Boleh minta voment nya?:'



Masih sibuk dengan kerja kelompok buat naskah drama. Bedanya, naskah kita udah jadi dan tinggal latihan meragainnya. Masih dengan kelompok yang sama.

Hampir setengah jam kita latihan dan Wawan masih aja gak serius.

Padahal dia itu peran utama di drama ini. Tapi kok ya ngeselin. "Pantes aja gak punya pacar, serius aja enggak" Celetuk gue karena kesel sendiri, lagi - lagi gagal.

Wawan tertawa heboh gak berenti hingga matanya menyipit. Lalu berhenti mendadak dan berkata. "Bacot lo ah, udah kayak nenek - nenek aja!"

"His kok ngegas?!"

"Lo duluan yang ngegas!" sahutnya tak mau kalah.

Gue memejamkan mata sebentar lalu berniat membalasnya kembali tetapi terhenti saat tersadar jika seperti ini tak akan selesai.

"Kalian berdua ini mending mingkem aja, kasian nih Feroo kayak ayam sakit" Ini suara Sinta.

Gue menoleh kearah Fero, mukanya pucet banget. Dengan narik napas panjang, akhirnya gue narok tangan gue di dahinya bentar, tapi kok gak panas. "Anjir kok gak panas?"

"Lo ngapain, Mal?" Tanya Kadek bingung melihat kelakuan gue.

"Ngecek kondisi Fero, lo kira gue lagi makan ayam?"

Fyi, Kadek ini pecinta ayam garis keras. Apapun makanan yang ada ayamnya, pasti tu bocah bakal ngantri paling depan.

Kadek merperlihatkan giginya yang putih itu ke gue. "Kok gue jadi laper"

Mentari ngedecak lalu nyibir. "Laper apa baper?"

Fero yang sedari tadi nyimak, negakin kepalanya dan natap kita satu persatu. "Ini gak jadi drama dan kalian pada baper-baperan?"

Lutfiatus mengangguk dan menyenggol lengan Angel untuk membaca naskah dan melanjutkan kembali.

"Ini beneran pemerannya lo sama Kadek, Wan?" Tanya Angel saat selesai membaca teks lalu melihat siapa saja pemeran utama dan kedua yang akan dipasangkan dalam drama tersebut.

Wawan mengangguk setuju lalu menatap kita semua satu persatu dengan satu alis keatas. "Gue sih terserah kalian aja"

"Halah klise, Wawan mah mau lo pada jodohin sama Bunda Musai juga di embat" Ini suara Fero, entah kenapa hari ini Fero jadi gas gini sih? Biasanya dia paling tak komentar apapun.

Fyi, Bunda Musai itu guru Bahasa Indonesia yang ngasih tugas drama ini. Gue juga bingung, sebenernya gue recom drama yang fantasi gitu, tapi kok kata Bunda Musai cocoknya kelompok gue itu drama teen fiction.

Gue sih ngikut aja, ngikut kepala istilahnya. Toh juga yang bakalan ngasih nilai ya tetep Bunda Musai.
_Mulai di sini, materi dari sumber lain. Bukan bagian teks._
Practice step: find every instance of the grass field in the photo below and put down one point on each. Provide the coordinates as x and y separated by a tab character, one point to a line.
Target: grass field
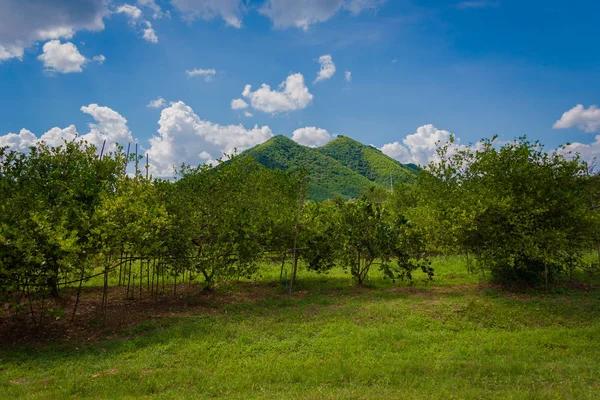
454	338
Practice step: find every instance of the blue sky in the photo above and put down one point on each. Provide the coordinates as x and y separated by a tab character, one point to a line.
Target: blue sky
419	70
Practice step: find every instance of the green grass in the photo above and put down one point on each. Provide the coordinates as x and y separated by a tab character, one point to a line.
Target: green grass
450	339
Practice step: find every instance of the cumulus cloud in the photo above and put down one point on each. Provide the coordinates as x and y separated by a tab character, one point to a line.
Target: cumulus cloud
158	103
229	11
109	125
304	13
135	19
292	94
587	120
420	147
327	68
23	23
149	34
466	5
64	58
238	104
99	59
208	74
158	12
184	137
588	152
131	11
311	136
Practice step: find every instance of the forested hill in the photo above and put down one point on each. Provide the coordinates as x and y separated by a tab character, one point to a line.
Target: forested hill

Gue gerah lama - lama sumuk juga di dalam kelas kayak gini, mana bagian masih Wawan sama Kadek ngomong panjang lebar dan bagian gue masih jauh di tengah - tengah.

"Brukk"

Kardus yang ada di lemari itu jatuh sendiri. Gak ada angin, gak ada apa - apa.

Gue menoleh ke sumber suara sedikit mundur dikit. Kan gue parnoan, takut tiba - tiba hantu dateng kan gak lucu. Tiba - tiba Fero di samping gue ngedeket ke gue. Insting gue sih, tu bocah parno juga.

Tapi kok gue penasaran, agak lama gue ngeliatin dan keluarlah.


Anak kucing enam biji.

Iya masih anak kucing yang piyik - piyik itu loh, kan menggemaskan banget.

Gue menarik napas lega dan langsung nyamperin anakan kucing, kasian abis jatuh dari atas kan ya.

Gue elus - elus terus gue masukin ke kardus lagi dan gue taro di depan teras kelas.

Kasian kalo di balikin di atas lemari takut jatuh lagi. Kalo gue tarok kelas, satu kelas bakal murka sama gue.

Pilihan terakhir ya gue tarok di teras kelas dan gue elus - elus kepalanya satu persatu.

Gemes gitu, mau gue remet tapi gak jadi.

Tiba - tiba ada langkah kaki ngedeket ke gue, gue diem aja sampe langkah itu disamping gue jongkok.

Fero jongkok juga di samping gue, dengan gaya yang sama persis kayak gue. "Lo gak masuk lagi, bentar lagi scene lo tuh"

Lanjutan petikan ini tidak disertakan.